Overture, The Hebrides (Fingal’s Cave), Op.26
Symphony No.3 in A minor, Op.56 (Scottish)
Piano Concerto in A minor, Op.54
Orchestra of the Age of Enlightenment
Sir András Schiff (piano)
Reviewed by: David Truslove
Reviewed: 10 November, 2015
Venue: Southbank Centre, London – Royal Festival Hall
Nearly three years ago András Schiff made an impressive debut with the Orchestra of the Age of Enlightenment in Haydn and Mozart (review-link below). Here, as part of the OAE’s 30th-anniversary season, Schiff turned his attention to Mendelssohn and Schumann and produced some startling results.
Chief amongst these was a magnificent partnership in Schumann’s Piano Concerto. Speaking to the audience, Schiff introduced a Streicher piano of 1847 and his autograph score on which this performance was based. This brought two notable differences to the opening movement: the rejection of the conventional slower pace following the piano’s initial flourish and the addition of a more decorative clarinet part in its two early solo passages. Whether this latter was conceived for a particular player at the 1846 premiere is not clear, but we were invited to hear the Piano Concerto as if it were a first performance. And how fresh and invigorating Schiff made it seem.

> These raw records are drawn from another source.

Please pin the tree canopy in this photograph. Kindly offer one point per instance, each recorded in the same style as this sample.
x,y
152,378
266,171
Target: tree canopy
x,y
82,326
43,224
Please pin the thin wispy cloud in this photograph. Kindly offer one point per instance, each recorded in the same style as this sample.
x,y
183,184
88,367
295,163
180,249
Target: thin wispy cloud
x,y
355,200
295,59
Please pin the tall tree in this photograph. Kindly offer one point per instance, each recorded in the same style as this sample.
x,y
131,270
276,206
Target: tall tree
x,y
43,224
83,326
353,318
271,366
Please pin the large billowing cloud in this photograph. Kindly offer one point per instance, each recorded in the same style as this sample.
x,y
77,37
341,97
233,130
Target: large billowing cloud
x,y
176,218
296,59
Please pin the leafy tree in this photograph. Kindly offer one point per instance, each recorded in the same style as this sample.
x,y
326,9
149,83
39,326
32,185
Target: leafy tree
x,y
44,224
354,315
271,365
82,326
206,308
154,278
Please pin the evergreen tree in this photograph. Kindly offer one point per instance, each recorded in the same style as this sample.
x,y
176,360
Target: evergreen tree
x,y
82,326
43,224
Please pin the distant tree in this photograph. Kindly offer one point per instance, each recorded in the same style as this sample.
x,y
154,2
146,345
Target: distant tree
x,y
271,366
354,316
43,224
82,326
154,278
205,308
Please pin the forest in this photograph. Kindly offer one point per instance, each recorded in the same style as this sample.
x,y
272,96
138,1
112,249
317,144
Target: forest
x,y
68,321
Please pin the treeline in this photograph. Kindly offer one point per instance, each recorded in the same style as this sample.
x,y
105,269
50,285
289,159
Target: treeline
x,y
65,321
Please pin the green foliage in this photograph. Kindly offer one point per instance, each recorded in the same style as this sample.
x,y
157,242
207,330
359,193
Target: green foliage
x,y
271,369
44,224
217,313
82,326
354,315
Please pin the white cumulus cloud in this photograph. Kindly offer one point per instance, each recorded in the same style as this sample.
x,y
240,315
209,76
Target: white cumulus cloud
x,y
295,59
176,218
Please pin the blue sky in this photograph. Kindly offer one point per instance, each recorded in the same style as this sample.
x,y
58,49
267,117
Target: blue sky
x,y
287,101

His direction from the keyboard was mostly an encouraging smile and a raised eyebrow, the stunning ensemble and balance being the result of meticulous preparation and superb musicianship from all. Despite the piano’s abrupt decay and dry tone (which was soon forgotten) Schiff brought considerable warmth to his task, brisk tempos trading poetic tenderness for direct expression. If the instrument’s low bass was somewhat tonally unstable the middle register allowed Schumann’s arpeggio figuration to speak cleanly and the cadenza was wonderfully vivid. With the OAE’s lighter textures, details came to the fore: clarinet and oboe phrases were eloquently shaped and the strings responded splendidly.
The opening of the second-movement ‘Intermezzo’ was suitably cheeky, and then the cellists applied loving care to their glorious tune. Most impressive was the glittering Finale, the musicians brilliantly negotiating Schumann’s metrical games. Schiff delivered this “high wire act” almost with abandon, everyone enjoying themselves. Forming a welcome encore was Schumann’s final piano piece, Geistervariationen (WoO54), which was further evidence of Schiff’s artistry.

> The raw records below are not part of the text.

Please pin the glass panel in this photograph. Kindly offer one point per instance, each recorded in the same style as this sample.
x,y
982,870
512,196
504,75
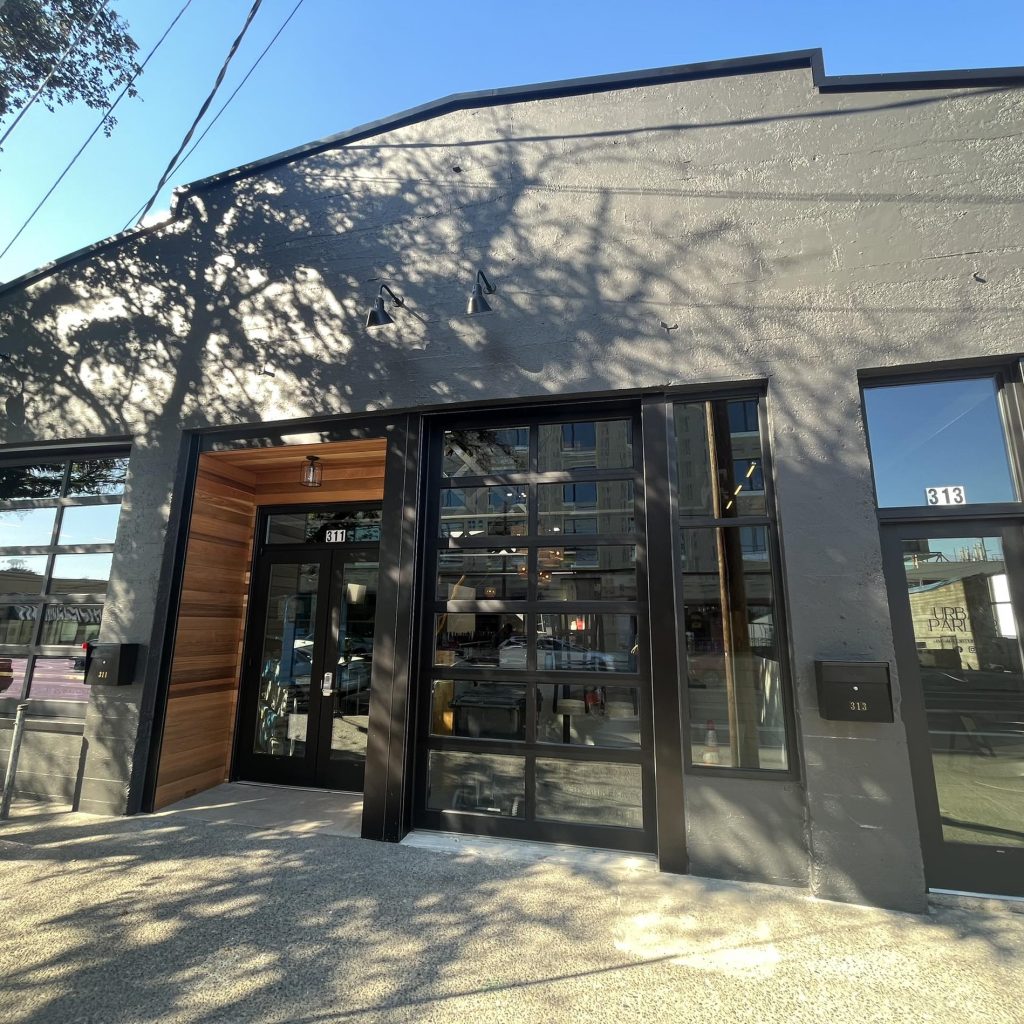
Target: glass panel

Earlier, two of Mendelssohn’s best-loved pieces, both inspired by Scotland following his memorable visit there in the summer of 1829. Schiff conveyed a leisurely, almost gentlemanly, approach to The Hebrides, its seascape bearing at times more resemblance to a boating lake than a ferocious Atlantic swell around the coast of Mull. Poise rather than drama characterised this reading, which made sense of Mendelssohn’s concerns that his music might taste “more of counterpoint than of train oil, seagulls and salt cod.”

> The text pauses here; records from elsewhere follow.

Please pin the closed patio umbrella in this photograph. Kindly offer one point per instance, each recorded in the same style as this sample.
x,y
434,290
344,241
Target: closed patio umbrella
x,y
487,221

Things considerably improved with the ‘Scottish’ Symphony. At its start, woodwinds and violas delivered just the right weight and colour to evoke the ruined chapel of Edinburgh’s Holyrood Palace which inspired Mendelssohn’s first sketches. Schiff’s pacing, initially cautious, soon became instinctive and swept the music forward with energy and turbulence. His decision to emphasise Mendelssohn’s harmonic shifts in the development section with portamento was curious but contributed much individuality. In the Vivace the OAE hit its stride and produced fabulous string articulation, a flawless clarinet solo (Anthony Pay) and effortlessly gentle horns near its close. The intensity continued for the elegant Adagio, its devotional atmosphere beautifully sustained. If the Allegro vivacissimo Finale seemed too restrained it was not without excitement, the coda (dismissed by some as lame) nicely shaped and utterly convincing. Little surprise then that Mendelssohn was so popular in Victorian England.